Please also see my previous blog post on cee/lumberjack schema mapping, which most importantly describes the current level mapping. 

Note that the default schema currently does NOT contain data obtained by parsing cee-enhanced syslog JSON part of the message. Current thinking is that we probably best include this as a sub-elements, maybe together with other structured data like RFC5424 structured data. This is currently being worked on. It’s less missing time to implement but the desire to avoid re-doing things as the spec changes.
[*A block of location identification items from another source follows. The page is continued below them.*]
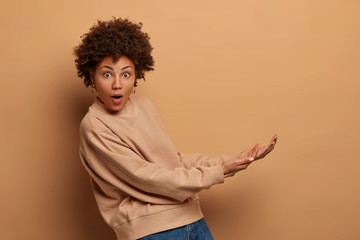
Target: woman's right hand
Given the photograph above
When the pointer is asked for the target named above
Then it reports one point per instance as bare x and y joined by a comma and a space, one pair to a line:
232, 166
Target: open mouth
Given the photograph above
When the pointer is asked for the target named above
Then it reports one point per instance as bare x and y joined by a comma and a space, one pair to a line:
116, 99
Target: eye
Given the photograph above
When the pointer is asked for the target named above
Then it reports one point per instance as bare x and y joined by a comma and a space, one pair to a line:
107, 75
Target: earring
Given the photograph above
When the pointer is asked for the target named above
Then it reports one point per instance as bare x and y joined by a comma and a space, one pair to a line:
93, 87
Anyhow, I’ll probably have a “timeout” after which I will implement at least some idea (after all, not too much work will be lost if things change).

If you use this schema, please keep in mind that it is experimental. At this stage I will not try to remain backwards compatible when I do changes. So excpect that newer versions may break your things!

Adiscon LogAnalyzer now supports MongoDB

I just wanted to share the good news that Andre, LogAnalyzer‘s development lead, today finished implementing a logstream driver for MongoDB. So this nice tool can now also be used to access MongoDB based data. Andre’s lab data was created by rsyslog’s ommongo output module (you currently need rsyslog git master branch to make this work). The logstream driver is not yet really optimized and we do not make full use of the NoSQL capabilites (like different schemas inside a single collection and all this). However, there is lots of exciting stuff on the todo list and I thought I mention a first successful step – and probably a quite important one if you “just want to use that thing” ;) So: good news for a Friday!

rsyslog / CEE base schema mapping

I am giving a first shot at a mapping of the CEE base schema (as currently described in project lumberjack, NOT on the CEE site!) to rsyslog properties. The core idea is to use this mapping as the default for ommongodb. Then, rsyslog shall be able to write this schema, while logtools (and others) can rely on it. For obvious reasons “rely” is not to be treated literally, as the whole thing currently is a moving target.

So I would deeply appreciate feedback for improving this mapping.

In the following mapping, the cee field name is first, the rsyslog property second.

Fields we can always map:

  • srchost -> hostname
  • time -> timestamp (rsyslog currently populates subseconds, what seems not to be supported in lumberjack)
  • msg -> msg (initially used rawmsg, but decided against this)
  • pid -> procid (may not actually be a Linux process ID)
  • proc -> app-name
  • level -> generated based on syslog severity (value mapping see below)
Translation of syslog severity to lumberjack level (not bijective, syslog first, number in parenthesis denotes numerical value):
  • emergency(0) -> FATAL
  • alert(1), critical(2), error(3) -> ERROR
  • warning(4) -> WARN
  • notice(5), informational(6) -> INFO
  • debug(7) -> DEBUG
  • (never mapped) -> TRACE
Fields we do not currently provided, but could be in some cases:
Note that these fields may or may not be present inside a JSON/BSON document.
  • ppid -> parent process ID (SCM_CREDENTIALS, local only?)
  • uid ->  (SCM_CREDENTIALS, local only?)
  • gid ->  (SCM_CREDENTIALS, local only?)
  • tid -> thread ID (questionable, can probably not provided with current logging API)
As I said, feedback and suggestions are highly welcome. This list ist work in progress and can change in any instant. I’ll provide notification when the interface has stabilized. Do not expect this soon.